今回は、リスクマネジメントにおけるPossibilityとProbabilityの違いと活用事例についてご説明いたします。
似ているPossibilityとProbability
「possibility」と「probability」はどちらも日本語では「ありそうなこと」、「起こりそうなこと」という意味で同じように使われますが、リスクマネジメントにおいては両者は明確に使い分けられています。
それぞれの違いについてご説明いたします。
Possibility
「可能性」としてリスクが存在することを示すのがPossibility
possibilityは「可能性」です。
リスクがあり、それが悪影響として顕在化する可能性があるということを示しています。
possibilityの例は以下の通りです。
- 日本では、夏から秋にかけて台風が上陸するおそれがある。
- 免許取り立ての若年層は交通事故を起こしがちである。
- 建設業では従業員が業務上災害に遭うリスクがある。
Possibilityは数値化で表せない
上記の例の通り、可能性(possibility)は、リスクがあることを示すのみです。

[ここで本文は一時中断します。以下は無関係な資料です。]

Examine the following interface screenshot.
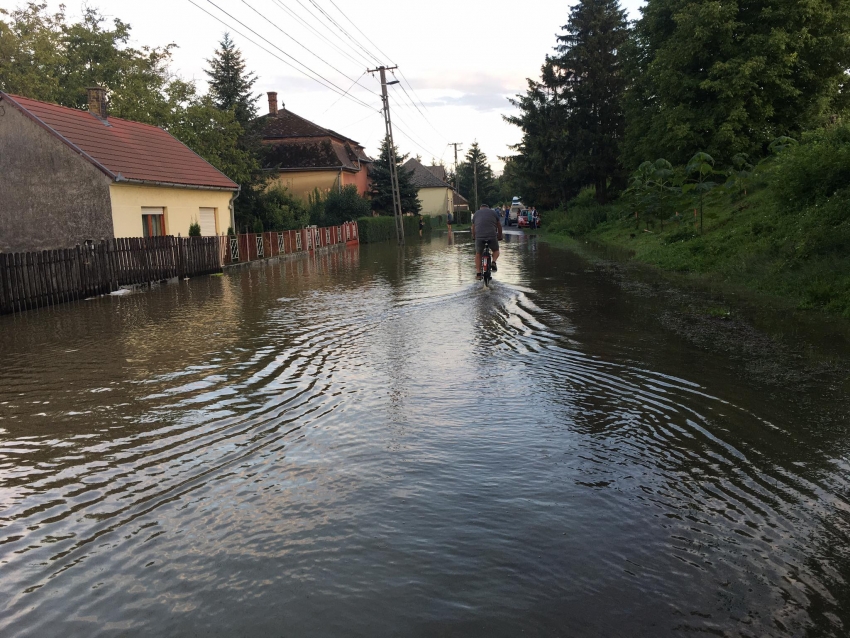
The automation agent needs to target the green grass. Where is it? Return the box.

リスクが現実の悪影響(事故・損害)として顕在化する割合・確率については示しません。
あくまで、リスクが存在し、そのリスクによる悪影響が起こりうることについて示すだけです。
Probability
「蓋然性(がいぜんせい)」として起こることの確率・度合いを示すのがProbability
probabilityは「蓋然性(がいぜんせい)」です。
日本語でもあまり聞き慣れない言葉ですが、蓋然性(がいぜんせい)とは、その事柄が実際に起こるかどうかの確率または確実性の度合いのことです。
この「確率」・「確実性の度合い」というのがprobabilityの特徴を示すうえでのポイントになります。
probabilityの例は以下の通りです。
- 日本では、夏から秋にかけて台風が上陸する確率が40%である。
- 免許取り立ての若年層が交通事故を起こす確率は30%である。
- 建設業では1年間に従業員が業務上災害に遭う確率は5%である。
先程のpossibilityとの違いがお分かりいただけると思います。
Probabilityは数値として表される
上記の例の通り、probabilityは、リスクが事故や損害として顕在化する確率や度合いを数値で表します。
PossibilityとProbabilityの具体的な違いと活用事例
PossibilityとProbabilityの具体的な違いを事例を比較して確認していきましょう。
Possibility(可能性)
「建設業では従業員が業務上災害に遭うリスクがある。」
どんな業種にも業務上の災害は起こりえますが、建設業の業務上災害は特に多い傾向にあります。
とはいっても「リスクがある」だけでは、ある意味当たり前のことを言っているだけです。リスクはあっても事故は全く起こらないかもしれません。
これでは企業も、従業員も対策のしようがありません。
Probability(蓋然性(がいぜんせい))
「建設業では1年間に従業員が業務上災害に遭う確率は5%である。」
建設業にお勤めの従業員Aさんがケガをするかもしれませんし、従業員Bさんかもしれません。また、災害発生は1月かもしれませんし、12月かもしれません。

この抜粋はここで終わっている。